6. The list of response headers specified by the WSGI application must
contain tuples consisting of two values, where each value is a byte
string.
7. The iterable returned by the application and from which response
content is derived, must yield byte strings.
The points of disagreement I have seen about this is are as follows.
For (1), the keys should also be bytes, including names of 'wsgi.'
special keys.
For (2), the value of 'wsgi.url_scheme' should be bytes.
So, do you really want bytes absolutely everywhere, or are keys still
going to be unicode taken as ISO-8859-1.
If we follow the example of os.environb, then the keys have to be bytes also.
However, I can already see that the big problem with all of this is
that WSGI code is going to be littered with a plague of "b"s hanging
off the front of every string literal, and that 2to3 is probably not
going to handle it correctly. Making the keys bytes as well just
multiplies the problem.
Note that we are not agreeing to the final solution here, just what
bytes means in contrast to the unicode option, so we know that we are
comparing only two options and not many options because people have
different interpretations of what bytes means.
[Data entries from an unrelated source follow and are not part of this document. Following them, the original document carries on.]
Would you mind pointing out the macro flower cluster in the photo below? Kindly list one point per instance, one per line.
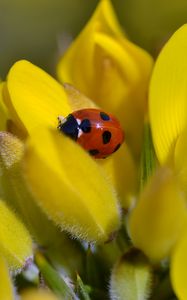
(75, 227)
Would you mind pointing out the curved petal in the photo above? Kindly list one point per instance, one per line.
(168, 93)
(15, 241)
(34, 98)
(73, 191)
(158, 219)
(6, 287)
(178, 268)
(121, 171)
(3, 110)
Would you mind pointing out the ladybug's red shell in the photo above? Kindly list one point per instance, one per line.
(96, 131)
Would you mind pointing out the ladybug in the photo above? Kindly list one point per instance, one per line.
(96, 131)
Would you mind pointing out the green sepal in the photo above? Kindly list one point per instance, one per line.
(148, 157)
(52, 278)
(82, 289)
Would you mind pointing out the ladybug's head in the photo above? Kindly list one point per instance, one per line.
(69, 126)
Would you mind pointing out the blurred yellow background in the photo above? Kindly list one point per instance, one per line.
(39, 30)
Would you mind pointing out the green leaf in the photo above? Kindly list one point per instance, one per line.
(83, 290)
(53, 279)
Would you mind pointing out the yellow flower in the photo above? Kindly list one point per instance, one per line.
(15, 241)
(6, 287)
(111, 70)
(168, 118)
(159, 217)
(74, 190)
(167, 97)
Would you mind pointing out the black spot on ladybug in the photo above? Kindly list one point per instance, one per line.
(70, 127)
(106, 137)
(93, 151)
(85, 126)
(116, 148)
(104, 116)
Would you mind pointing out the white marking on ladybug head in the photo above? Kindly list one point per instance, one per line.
(78, 121)
(61, 120)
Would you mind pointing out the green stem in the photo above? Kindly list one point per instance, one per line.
(148, 158)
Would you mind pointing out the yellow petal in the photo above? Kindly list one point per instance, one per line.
(6, 288)
(131, 277)
(73, 191)
(180, 160)
(3, 110)
(76, 99)
(111, 70)
(34, 294)
(34, 98)
(122, 172)
(168, 93)
(178, 268)
(17, 194)
(15, 241)
(158, 219)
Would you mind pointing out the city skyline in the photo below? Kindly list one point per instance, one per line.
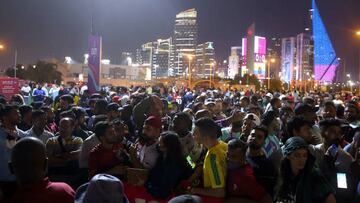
(223, 23)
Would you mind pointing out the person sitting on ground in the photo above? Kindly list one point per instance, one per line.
(214, 168)
(29, 165)
(171, 167)
(144, 153)
(109, 156)
(38, 128)
(300, 180)
(264, 168)
(239, 172)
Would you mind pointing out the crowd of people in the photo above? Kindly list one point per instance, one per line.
(63, 144)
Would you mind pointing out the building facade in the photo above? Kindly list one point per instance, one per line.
(205, 60)
(235, 61)
(185, 37)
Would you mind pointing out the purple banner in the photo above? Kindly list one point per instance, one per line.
(94, 63)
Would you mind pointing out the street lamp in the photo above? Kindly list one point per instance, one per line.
(190, 57)
(211, 70)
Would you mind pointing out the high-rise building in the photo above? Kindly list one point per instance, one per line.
(235, 61)
(184, 42)
(155, 55)
(161, 58)
(288, 59)
(256, 64)
(205, 60)
(127, 58)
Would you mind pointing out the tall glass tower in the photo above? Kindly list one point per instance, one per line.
(184, 43)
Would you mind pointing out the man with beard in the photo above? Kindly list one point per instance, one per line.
(330, 156)
(240, 172)
(308, 112)
(352, 115)
(263, 167)
(144, 153)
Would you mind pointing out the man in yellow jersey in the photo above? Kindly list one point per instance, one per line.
(214, 168)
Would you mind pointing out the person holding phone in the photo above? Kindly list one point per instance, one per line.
(300, 181)
(332, 160)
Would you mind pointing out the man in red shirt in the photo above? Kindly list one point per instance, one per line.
(29, 165)
(109, 156)
(241, 182)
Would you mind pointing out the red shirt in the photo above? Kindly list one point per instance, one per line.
(101, 159)
(242, 183)
(44, 192)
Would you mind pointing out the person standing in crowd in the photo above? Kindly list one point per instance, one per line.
(300, 181)
(29, 165)
(110, 156)
(241, 181)
(182, 125)
(264, 168)
(214, 168)
(308, 112)
(26, 91)
(50, 122)
(113, 112)
(144, 153)
(9, 134)
(250, 121)
(26, 120)
(38, 128)
(352, 115)
(63, 149)
(79, 130)
(65, 104)
(171, 167)
(38, 94)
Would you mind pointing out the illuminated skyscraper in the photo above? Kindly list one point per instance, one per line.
(205, 60)
(325, 59)
(184, 42)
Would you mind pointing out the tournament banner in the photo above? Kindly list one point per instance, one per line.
(94, 63)
(9, 87)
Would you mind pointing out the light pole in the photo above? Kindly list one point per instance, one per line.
(15, 63)
(211, 72)
(190, 58)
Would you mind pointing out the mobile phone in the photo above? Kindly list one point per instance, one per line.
(341, 179)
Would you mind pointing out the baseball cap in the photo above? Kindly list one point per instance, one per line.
(101, 188)
(186, 199)
(154, 121)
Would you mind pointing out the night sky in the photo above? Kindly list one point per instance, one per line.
(45, 29)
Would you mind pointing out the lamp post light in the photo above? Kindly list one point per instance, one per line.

As contrast, what we generally mean by the unicode option is
definition #3 from my blog post. That being:
1. The application is passed an instance of a Python dictionary
containing what is referred to as the WSGI environment. All keys in
this dictionary are native strings. For CGI variables, all names are
going to be ISO-8859-1 and so where native strings are unicode
strings, that encoding is used for the names of CGI variables
2. For the WSGI variable 'wsgi.url_scheme' contained in the WSGI
environment, the value of the variable should be a native string.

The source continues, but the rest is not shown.